Tapi, bener gitu kita begitu menghargai waktu? Bukankah kita begitu fleksibel, sehingga soal waktupun bisa begitu elastis. Jam karet sudah jadi budaya. Institusi mana yang begitu peduli soal tepat waktu? Memang ada, tapi berapa banyak?
Lihat saat kinerja bangsa ini. Mana yang menggunakan waktu dengan sebaik-baiknya. Memang semua menghabiskan waktu. Produktifkah? Jangan tanya dulu produktif apa ga. Waktu dilalui supaya jam kerja cepat habis, terus pulang. Begitu tiap hari, tiap bulan. Lalu gajian, begitu lagi sampai gajian berikutnya. Mau gapleh, ngobrol, main catur, ato makan siangnya di sebuah kafe di suatu mall, dengan belanja tentu saja, ngga pa-pa. Yang penting gaji tetap dibayar. Betul?
Nah, kalo gitu apakah namanya ini bukan musang berbulu domba, atau kita memang bermuka dua? Terlalu munafik kalo merapikan sepatu kita hubungkan dengan menghemat waktu. Berapa lama sih menyusun sepatu supaya rapi?
Dari sisi lain, kita ini sudah begitu terbiasa menghargai sesuatu yang berada di atas, kita begitu hormat. Sebaliknya, yang dibawah kita hampir, bahkan tidak peduli. Nah sepatu kan tempatnya dibawah. Yang namanya di bawah di negeri ini ga pernah dapat tempat.
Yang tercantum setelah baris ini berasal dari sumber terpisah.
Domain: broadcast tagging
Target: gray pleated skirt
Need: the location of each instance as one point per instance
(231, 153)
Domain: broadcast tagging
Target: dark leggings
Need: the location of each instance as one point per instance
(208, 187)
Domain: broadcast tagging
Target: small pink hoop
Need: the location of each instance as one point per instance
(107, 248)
Selalu dipinggirkan dan terusir. Diinjak-injak dan ga perlu banget untuk dipedulikan. Lebih menyedihkan lagi selalu dianggap pengganggu keindahan.
Begitu juga sepatu-sepatu malang. Mereka ga dipedulikan. Dibiarkan berserakan. Dinjak-injak orang lain, selalu digusur, bahkan saling terpisah. Berserakan, kotor karena terinjak, sepatupun dianggap perusak keindahan. Betapa tak adilnya kita ini.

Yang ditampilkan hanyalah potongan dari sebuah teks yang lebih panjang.